Adjacent to the kitchen was a house, divided by a center wall, for two slave families. They would have been of favored status, having a porch and wooden floors. The slaves painted their wooden posts and doorways with red to ward off evil spirits...
And this was a spirit tree... when the wind would blow in a direction that would make a bottle "whistle," then they would immediately take and plug it up and throw it in the bayou... They had captured an evil spirit.
The woman in this picture moved into this slave house in 1836 - at the age of four years old. She lived here for 110 YEARS!!! What she must have seen... from the slave experience to the Civil War to Reconstruction and then Redemption.
With a doorway cut in the wall for ease of access during tours, one can see the "saddlebag fireplace," divided in half by the center wall, with a common chimney stack.
Showing some of the various plantation tools... at her right hand a wooden instrument for washing clothes and in her left hand a soap mold.
A true ironing board... A board, indeed.
The gardens for the kitchen. The slaves would be given just enough food to "feed their souls," hence the later term coined for Southern cooking from African-Americans, "Soul Food."
The churn house, which contained various tools and devices for the making of butter.
The reason for so much: here is an infamous harvesting bag, which would be filled by slaves/cotton pickers through the course of a day. It would be weighed afterwards - often resulting in a reward or a beating. A slave mother with an infant could put the child on the bag as a form of a sled, while she continued to work her way down the rows of cotton.
Original cypress beams, resistant to termites, make up the walls of one of the great barns.

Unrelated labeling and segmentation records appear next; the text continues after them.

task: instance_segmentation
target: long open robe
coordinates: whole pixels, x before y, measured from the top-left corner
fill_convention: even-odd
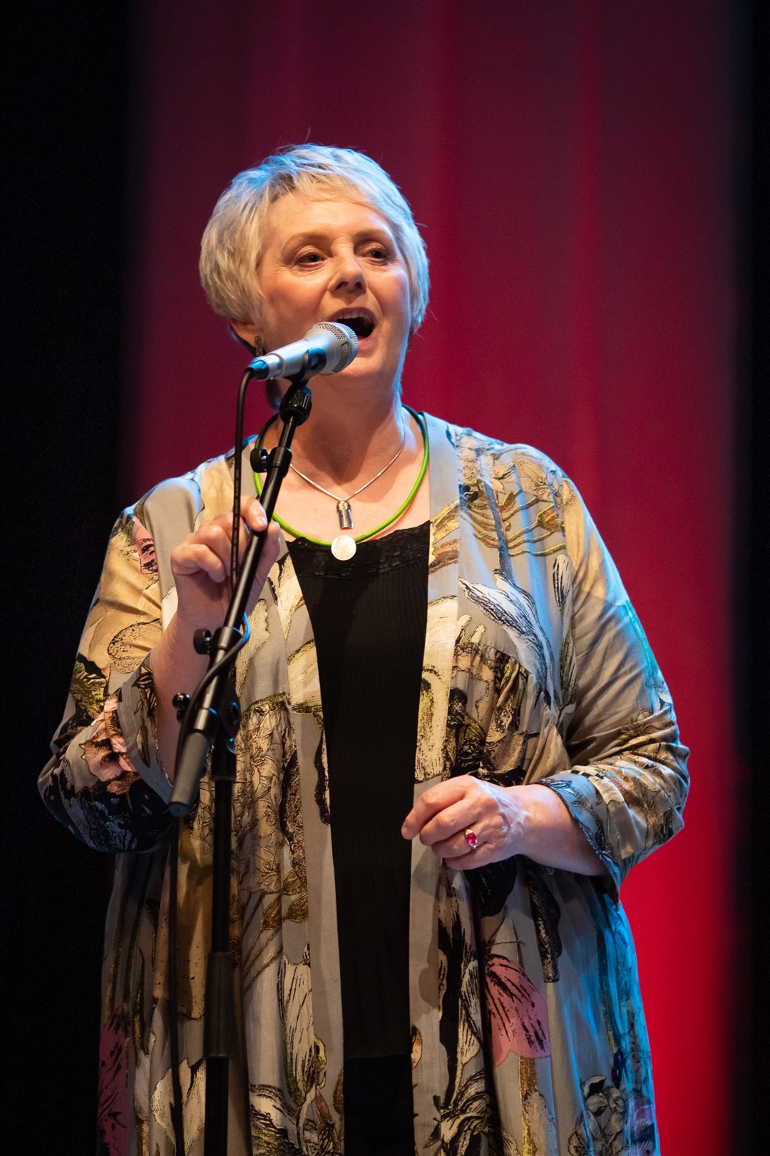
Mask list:
[[[435,418],[428,430],[414,794],[459,773],[506,786],[545,783],[610,882],[523,857],[457,872],[414,840],[416,1148],[428,1156],[656,1153],[648,1039],[618,889],[681,827],[687,751],[671,698],[612,560],[560,470],[526,446]],[[92,847],[117,852],[99,1114],[102,1151],[112,1156],[174,1151],[171,785],[155,743],[148,652],[174,610],[170,554],[193,526],[230,510],[231,470],[231,459],[209,461],[158,486],[117,523],[40,780],[61,822]],[[231,939],[239,1052],[229,1150],[341,1153],[334,798],[313,635],[285,544],[252,614],[237,683]],[[194,1156],[203,1146],[210,853],[204,779],[182,828],[179,868],[177,1014]]]

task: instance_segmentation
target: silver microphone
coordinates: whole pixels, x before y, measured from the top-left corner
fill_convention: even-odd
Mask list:
[[[302,370],[311,373],[338,373],[345,365],[350,365],[357,353],[358,338],[349,326],[337,321],[319,321],[300,341],[274,349],[264,357],[255,357],[249,369],[262,381],[276,377],[293,377]],[[306,354],[311,354],[307,365]]]

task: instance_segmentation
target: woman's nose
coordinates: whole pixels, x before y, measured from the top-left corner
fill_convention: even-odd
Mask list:
[[[335,262],[332,282],[332,289],[350,290],[366,288],[364,266],[352,249],[338,253]]]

And another prime mover of plantation agriculture, economy, and slavery: sugar. Here we see where sugar was separated - the byproduct, molasses, being the ingredient for making rum. Rum drove the slave trade more than practically any other export. Cotton drove the textile industry, but rum and other distilled spirits were used for barter, demanded by African slave traders, and was a key part of everyday life.
Fermenting sugar. We actually stuck our fingers in this foul-looking soup and tried it! Not bad at all... you could taste the alcohol as it was forming!
Our great little group, at the end of the tour.